How to interact with built in OCR via the cli? "Doing" something is (to me) which ocr tooling, what fonts it recognises, all the associated package management and tuning not "how I configure the gui and ui to let me use the tool they shipped with the os"

sigoden · on Jan 3, 2024

use LLMs (gpt-4-vision or LLaVA) with aichat

`aichat -f tmp/test.png -- output only text in the image`

https://github.com/sigoden/aichat

b__d · on Jan 5, 2024

The way I do this: It's built right into the macOS Screenshot app:

- Press CMD+SHIFT+4

- Draw square on screen where you want to extract the text from

- (Quickly) click on the preview image in the lower right corner

- Copy text from image

krudnicki · on Jan 3, 2024

I made a Shortcut + PHP to get text from a screenshot, ask ChatGPT to make a task name from text, and create new task in Clickup and attache a screenshot. Use it often.

rikafurude21 · on Jan 2, 2024

Are ios and macos shortcuts crosscompatible? I didnt know there was shortcuts for the mac, seems pretty powerful to be able to run them from the terminal too. Thanks OP

diegof79 · on Jan 2, 2024

Yes they are compatible as long you use actions available on both platforms. For example, you can use AppleScript or shell in macOS but it will not work on iOS. However, if you use cross platform apps shortcuts it works even when you write files into the iCloud folder. For example, I did a shortcut that takes today’s events from the Calendar and appends the list into a Markdown file in a Obsidian vault on iCloud. I use it to scaffold meeting notes, and it works on my phone too.

predictsoft · on Jan 2, 2024

On Windows, A9T9 does a great job of OCR'ing scanned JPEG files (and any JPEG file). It's also free.

I scanned about 100 A4 documents in just a couple of minutes.

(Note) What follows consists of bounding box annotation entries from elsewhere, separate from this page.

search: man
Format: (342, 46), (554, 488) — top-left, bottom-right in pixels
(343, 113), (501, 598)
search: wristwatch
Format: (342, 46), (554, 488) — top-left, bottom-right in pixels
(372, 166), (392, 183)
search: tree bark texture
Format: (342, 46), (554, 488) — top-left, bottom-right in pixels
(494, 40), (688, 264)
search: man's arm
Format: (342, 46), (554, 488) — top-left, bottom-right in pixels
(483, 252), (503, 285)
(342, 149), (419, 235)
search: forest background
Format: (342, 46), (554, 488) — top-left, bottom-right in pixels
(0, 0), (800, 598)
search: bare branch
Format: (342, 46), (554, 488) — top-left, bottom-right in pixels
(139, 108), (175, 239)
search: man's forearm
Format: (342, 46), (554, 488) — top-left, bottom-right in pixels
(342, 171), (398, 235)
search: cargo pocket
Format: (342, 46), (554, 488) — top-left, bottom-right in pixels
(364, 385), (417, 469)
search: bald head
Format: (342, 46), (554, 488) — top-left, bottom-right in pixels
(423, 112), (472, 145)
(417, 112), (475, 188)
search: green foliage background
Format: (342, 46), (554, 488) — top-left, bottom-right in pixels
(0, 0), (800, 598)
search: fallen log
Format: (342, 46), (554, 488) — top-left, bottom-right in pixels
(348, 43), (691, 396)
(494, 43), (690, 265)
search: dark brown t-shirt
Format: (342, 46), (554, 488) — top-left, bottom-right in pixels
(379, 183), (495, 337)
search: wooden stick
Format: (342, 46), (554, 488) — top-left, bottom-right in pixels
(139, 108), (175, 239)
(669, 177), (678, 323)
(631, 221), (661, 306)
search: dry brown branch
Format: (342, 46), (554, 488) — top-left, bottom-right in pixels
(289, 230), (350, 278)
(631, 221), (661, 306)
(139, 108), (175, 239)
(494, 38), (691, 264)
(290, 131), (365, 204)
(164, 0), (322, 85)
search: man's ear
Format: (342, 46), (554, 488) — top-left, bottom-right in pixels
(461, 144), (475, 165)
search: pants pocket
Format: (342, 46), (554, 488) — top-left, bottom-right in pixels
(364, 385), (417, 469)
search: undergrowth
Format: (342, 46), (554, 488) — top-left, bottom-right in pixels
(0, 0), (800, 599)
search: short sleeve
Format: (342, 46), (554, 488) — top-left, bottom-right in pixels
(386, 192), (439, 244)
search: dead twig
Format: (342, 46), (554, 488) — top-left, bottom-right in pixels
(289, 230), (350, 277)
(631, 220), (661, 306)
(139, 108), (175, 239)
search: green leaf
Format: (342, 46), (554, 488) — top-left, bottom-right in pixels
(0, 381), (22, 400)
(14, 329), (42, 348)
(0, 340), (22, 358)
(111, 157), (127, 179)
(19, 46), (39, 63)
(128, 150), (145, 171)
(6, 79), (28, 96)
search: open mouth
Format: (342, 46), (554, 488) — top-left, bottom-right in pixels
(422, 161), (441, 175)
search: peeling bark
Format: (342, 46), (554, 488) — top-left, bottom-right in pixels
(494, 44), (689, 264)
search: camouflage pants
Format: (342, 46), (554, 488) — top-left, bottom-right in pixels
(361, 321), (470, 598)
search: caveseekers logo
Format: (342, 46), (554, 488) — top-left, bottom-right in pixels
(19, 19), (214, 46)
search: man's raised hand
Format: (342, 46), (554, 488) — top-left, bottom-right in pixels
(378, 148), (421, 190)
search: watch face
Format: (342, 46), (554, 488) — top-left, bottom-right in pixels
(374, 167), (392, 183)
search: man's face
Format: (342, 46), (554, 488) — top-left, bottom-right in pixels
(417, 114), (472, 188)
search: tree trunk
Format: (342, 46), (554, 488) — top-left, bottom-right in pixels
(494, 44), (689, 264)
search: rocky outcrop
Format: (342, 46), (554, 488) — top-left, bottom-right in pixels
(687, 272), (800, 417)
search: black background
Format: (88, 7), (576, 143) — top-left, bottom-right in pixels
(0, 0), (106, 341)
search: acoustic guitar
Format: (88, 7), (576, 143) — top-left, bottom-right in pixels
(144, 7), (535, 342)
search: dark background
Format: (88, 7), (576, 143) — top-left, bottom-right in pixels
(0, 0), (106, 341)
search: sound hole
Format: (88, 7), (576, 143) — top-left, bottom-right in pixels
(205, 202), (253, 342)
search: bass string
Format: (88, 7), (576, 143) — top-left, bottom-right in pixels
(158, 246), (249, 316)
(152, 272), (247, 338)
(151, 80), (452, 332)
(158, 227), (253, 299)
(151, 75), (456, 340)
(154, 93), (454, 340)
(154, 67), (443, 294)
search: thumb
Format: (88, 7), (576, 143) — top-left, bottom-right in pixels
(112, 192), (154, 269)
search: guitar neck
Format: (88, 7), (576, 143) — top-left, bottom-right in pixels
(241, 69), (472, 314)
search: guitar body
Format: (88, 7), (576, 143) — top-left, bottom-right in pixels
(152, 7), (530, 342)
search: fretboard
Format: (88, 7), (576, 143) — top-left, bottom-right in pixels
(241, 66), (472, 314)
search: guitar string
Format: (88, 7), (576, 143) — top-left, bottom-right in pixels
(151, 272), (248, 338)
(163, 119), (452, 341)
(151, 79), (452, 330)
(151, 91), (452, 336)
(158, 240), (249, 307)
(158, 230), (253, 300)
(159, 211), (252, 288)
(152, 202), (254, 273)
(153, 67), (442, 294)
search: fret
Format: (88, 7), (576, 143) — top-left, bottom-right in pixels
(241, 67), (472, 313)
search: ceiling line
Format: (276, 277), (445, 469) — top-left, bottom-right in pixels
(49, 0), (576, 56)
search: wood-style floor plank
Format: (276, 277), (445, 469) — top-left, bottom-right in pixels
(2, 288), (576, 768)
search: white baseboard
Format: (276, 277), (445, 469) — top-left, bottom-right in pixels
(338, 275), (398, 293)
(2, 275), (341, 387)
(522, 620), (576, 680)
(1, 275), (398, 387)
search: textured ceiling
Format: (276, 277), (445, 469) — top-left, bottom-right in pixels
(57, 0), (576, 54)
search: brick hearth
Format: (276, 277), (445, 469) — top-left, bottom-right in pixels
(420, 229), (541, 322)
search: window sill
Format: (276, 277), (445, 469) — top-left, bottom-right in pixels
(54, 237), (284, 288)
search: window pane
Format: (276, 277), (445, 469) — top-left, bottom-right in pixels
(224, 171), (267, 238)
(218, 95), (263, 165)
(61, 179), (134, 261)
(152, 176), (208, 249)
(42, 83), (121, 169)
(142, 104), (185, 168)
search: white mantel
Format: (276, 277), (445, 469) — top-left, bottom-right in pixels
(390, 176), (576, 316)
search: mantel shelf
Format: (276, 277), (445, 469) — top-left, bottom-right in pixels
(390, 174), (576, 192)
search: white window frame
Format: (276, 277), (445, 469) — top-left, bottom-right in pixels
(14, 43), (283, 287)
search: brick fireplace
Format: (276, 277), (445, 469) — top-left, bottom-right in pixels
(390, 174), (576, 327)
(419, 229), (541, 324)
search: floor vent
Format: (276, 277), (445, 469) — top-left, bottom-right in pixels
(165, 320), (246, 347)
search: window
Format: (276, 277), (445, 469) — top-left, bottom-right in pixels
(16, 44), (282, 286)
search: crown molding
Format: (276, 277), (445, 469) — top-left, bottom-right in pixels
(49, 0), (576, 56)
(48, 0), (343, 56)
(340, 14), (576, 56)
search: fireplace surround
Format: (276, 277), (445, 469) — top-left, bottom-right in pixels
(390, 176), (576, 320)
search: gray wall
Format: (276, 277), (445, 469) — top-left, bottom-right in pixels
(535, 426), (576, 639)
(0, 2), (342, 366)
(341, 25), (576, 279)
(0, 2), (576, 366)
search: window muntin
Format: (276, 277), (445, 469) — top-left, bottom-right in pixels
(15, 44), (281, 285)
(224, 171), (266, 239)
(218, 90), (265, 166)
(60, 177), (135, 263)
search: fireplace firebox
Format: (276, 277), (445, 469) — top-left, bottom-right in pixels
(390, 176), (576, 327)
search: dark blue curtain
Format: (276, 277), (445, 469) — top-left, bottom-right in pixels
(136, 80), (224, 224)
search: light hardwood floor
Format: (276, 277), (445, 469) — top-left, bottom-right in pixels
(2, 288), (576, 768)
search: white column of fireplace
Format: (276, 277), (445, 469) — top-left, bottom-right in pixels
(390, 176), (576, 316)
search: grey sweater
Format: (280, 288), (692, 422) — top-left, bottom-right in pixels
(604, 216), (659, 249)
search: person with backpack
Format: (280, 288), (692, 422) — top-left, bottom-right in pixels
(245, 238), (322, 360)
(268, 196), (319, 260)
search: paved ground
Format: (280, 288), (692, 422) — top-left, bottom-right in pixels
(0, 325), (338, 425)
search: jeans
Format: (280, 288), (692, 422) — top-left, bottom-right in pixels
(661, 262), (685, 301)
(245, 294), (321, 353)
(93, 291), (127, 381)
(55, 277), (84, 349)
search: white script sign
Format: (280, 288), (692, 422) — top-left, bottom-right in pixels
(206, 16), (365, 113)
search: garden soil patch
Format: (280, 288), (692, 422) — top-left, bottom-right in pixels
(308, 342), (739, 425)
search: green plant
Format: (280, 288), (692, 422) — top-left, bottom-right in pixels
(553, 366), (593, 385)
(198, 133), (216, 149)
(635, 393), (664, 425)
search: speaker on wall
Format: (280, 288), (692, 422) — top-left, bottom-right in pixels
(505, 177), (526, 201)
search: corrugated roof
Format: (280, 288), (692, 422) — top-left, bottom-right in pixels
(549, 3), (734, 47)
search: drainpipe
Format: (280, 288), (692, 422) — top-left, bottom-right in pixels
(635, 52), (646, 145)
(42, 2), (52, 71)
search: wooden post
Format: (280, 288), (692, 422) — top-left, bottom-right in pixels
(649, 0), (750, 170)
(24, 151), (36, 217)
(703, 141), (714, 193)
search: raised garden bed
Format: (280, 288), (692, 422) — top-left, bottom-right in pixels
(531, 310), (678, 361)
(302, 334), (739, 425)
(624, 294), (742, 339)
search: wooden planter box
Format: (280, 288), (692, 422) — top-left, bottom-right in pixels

minimaxir · on Jan 2, 2024

Surprisingly, the Extract Text from Image action is available on Intel Macs: normally, features like automatic-image-OCR is limited to Apple Silicon Macs.

stephenr · on Jan 3, 2024

It's almost as if the constant clucking about "planned obsolescence" and deliberately withholding features is a load of bollocks.

systemtrigger · on Jan 3, 2024

This works great for local files. I can't seem to modify the shortcut correctly for an image hosted at a public URL.

loevborg · on Jan 3, 2024

CleanShot X (which is great) also allows you to OCR from your screen ("Capture Text")

gvkhna · on Jan 2, 2024

Is there any benchmarks on speed/compute/accuracy anywhere comparing to tesseract v5?

cyberax · on Jan 2, 2024

It doesn't work for Chinese characters :(

CodeNest · on Jan 2, 2024

Python is quite basic and might not be very helpful for advanced users. It seems overly detailed for such a simple task.

geniium · on Jan 2, 2024

Have u guy tried ChatGpt or other alternative?